Lowenstein resented what he thought was Rockstar's tendency to cut and run whenever the shit hit the fan—and then leave him there to clean it up for the industry. This time, they owed him, he figured. “I like to think that after I took a lot of hits and bullets on GTA III, they saw I wasn't throwing them overboard,” Lowenstein later said. “I hoped they felt I was on their side and felt I was not trying to do anything to compromise their artistic freedom.”
He told them his opinion. “Listen, you guys gotta get out in front of this,” he said. “This is going to be very controversial, and it makes our job that much more difficult if we don't have the company making the game trying to defuse the controversy.” Lowenstein suggested that before the game's release, they take the time to prepare key leaders in the Congressional Black Caucus.
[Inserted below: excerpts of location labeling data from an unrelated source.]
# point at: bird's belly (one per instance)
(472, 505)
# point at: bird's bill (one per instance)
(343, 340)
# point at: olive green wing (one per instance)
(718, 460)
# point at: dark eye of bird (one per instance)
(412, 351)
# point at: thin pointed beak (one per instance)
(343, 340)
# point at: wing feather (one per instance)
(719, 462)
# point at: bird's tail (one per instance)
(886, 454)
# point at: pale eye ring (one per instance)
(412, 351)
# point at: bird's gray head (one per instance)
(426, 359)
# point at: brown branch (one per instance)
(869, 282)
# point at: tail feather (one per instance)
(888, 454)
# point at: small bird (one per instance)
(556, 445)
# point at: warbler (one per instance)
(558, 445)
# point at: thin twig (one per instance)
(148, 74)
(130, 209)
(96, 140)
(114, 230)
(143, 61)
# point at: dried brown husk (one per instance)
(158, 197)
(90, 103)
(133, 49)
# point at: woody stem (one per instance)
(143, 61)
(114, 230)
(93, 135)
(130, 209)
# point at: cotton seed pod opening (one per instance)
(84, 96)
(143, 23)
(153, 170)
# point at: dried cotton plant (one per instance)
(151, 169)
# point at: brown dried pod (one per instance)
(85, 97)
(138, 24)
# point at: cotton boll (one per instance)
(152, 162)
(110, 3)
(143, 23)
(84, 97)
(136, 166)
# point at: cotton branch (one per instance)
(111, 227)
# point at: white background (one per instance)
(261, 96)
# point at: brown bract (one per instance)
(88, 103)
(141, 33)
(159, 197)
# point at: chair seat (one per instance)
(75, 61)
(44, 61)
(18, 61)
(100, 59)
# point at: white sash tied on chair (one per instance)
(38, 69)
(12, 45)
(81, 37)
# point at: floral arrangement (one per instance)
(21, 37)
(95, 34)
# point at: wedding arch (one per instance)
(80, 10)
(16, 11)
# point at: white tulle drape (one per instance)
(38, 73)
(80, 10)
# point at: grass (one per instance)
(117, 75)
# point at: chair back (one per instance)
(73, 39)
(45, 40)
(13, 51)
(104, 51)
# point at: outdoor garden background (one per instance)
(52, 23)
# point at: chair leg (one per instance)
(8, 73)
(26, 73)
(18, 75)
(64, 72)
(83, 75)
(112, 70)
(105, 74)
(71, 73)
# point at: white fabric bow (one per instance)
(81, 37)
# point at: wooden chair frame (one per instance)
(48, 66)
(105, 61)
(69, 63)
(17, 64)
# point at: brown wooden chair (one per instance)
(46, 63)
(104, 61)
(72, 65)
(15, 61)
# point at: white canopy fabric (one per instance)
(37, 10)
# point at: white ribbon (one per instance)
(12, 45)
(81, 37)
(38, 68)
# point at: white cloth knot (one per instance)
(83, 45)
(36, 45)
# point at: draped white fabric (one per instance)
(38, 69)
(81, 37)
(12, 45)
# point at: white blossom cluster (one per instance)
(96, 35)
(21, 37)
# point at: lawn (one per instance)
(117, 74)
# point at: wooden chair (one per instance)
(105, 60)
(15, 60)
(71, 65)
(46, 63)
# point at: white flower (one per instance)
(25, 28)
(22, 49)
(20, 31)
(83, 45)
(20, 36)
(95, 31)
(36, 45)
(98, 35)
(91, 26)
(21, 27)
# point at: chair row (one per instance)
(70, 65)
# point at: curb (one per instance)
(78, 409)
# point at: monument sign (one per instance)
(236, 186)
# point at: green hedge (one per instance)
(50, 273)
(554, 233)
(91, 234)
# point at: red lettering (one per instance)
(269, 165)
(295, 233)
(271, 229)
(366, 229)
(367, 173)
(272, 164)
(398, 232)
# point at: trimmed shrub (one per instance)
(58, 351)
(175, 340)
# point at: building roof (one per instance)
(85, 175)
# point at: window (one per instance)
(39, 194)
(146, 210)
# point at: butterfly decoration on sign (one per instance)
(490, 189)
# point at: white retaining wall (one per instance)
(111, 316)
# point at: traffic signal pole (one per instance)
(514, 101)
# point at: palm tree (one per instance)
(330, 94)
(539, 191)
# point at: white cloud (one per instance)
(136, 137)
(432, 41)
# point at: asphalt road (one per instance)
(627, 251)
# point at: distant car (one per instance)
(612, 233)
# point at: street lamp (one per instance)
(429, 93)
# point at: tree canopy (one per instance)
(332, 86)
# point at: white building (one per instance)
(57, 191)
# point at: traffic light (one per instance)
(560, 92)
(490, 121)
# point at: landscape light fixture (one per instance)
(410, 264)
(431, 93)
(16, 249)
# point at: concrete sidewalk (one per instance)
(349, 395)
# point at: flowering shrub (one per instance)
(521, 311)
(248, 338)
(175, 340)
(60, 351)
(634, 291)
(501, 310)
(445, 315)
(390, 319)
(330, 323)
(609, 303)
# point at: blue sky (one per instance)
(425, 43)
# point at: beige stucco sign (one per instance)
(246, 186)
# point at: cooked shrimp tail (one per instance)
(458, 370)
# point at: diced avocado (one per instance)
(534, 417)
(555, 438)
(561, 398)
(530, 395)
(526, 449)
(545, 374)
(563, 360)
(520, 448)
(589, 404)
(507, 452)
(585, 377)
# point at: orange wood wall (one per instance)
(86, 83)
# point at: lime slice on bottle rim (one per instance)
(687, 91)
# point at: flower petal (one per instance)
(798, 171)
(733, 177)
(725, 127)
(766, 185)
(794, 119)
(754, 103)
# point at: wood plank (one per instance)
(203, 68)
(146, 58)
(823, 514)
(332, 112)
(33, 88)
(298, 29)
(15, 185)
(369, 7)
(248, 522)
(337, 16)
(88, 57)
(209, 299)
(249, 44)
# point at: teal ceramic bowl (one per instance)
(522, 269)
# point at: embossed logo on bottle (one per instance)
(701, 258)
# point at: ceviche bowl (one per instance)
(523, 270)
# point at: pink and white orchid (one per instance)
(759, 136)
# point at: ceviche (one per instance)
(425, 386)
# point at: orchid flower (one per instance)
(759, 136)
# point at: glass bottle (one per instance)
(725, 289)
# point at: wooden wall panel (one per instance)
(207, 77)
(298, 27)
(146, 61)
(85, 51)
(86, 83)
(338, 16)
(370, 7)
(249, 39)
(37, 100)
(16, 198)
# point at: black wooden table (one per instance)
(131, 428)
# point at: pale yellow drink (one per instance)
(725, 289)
To his relief, Rockstar and Take-Two were receptive. They brought in consultants to, as a Rockstar publicist later put it, “mature our understanding of the controversy issue,” so that they would “know how to respond when the heat came.” As Sam returned to the production of San Andreas, he had something hotter than ever in mind for the world's most notorious video game: sex.
18
Sex in San Andreas
THE DATE
On a good date, you earn 5% Girlfriend Progress. Add Flowers and a kiss to bump that figure up two percentage points. You can kiss and give gifts as much as you like on a single date, but they won't help beyond the first attempt. Girlfriend Progress (displayed in percentages) can be viewed in the “Achievements” option under “stats” in the Pause Menu.
It's always weird going back to the old neighborhood, but it sure feels strange the morning of Carl Johnson's return.
Under a blue sky, he pedals his yellow BMX bike down the familiar city streets, past the Ideal Homies Store with its guns and jeans, past the yellow cabs and the vintage vans, past the brothers on the corner in their baggy pants, over the narrow bridge and around the bend by the tall chick in the thigh-high stockings and the halter top, down Grove Street along the small rundown houses behind chain-link fences, garbage outside and muscle cars in the driveway, until he comes to a stop outside a brown dilapidated home with palmettos shooting through the broken slats of a wooden fence outside. “Home,” CJ says to himself, “or at least it was before I fucked everything up.”
The moment he opens the paint-chipped front door and steps inside, he feels off-balance. He eyes the empty living room with fading blue wallpaper. The stairs leading up to his old bedroom. Worse, the home has been vandalized. Precious mementos scattered. He staggers dizzily, mouth agape, as he reaches for the framed photo of his dead mother on the floor. He props the photo gently up on a table, then pulls up a chair and stares at her face, head in hands.
This is the opening mission of GTA: San Andreas, and the gamers at Rockstar were watching CJ arrive at his home in Los Santos. With the staff growing, they had moved to a bigger office at 622 Broadway with foosball tables and arcade machines, but there was little time to play. By the middle of 2004, they were busy testing San Andreas, scouring for bugs in the software, then fixing the art and the code. As the cinematic sequence played, they found something new in the pixilated world—emotion. It was a feeling, something real and strange and evocative of the films they'd loved, something few would associate with GTA or video games at all: tenderness.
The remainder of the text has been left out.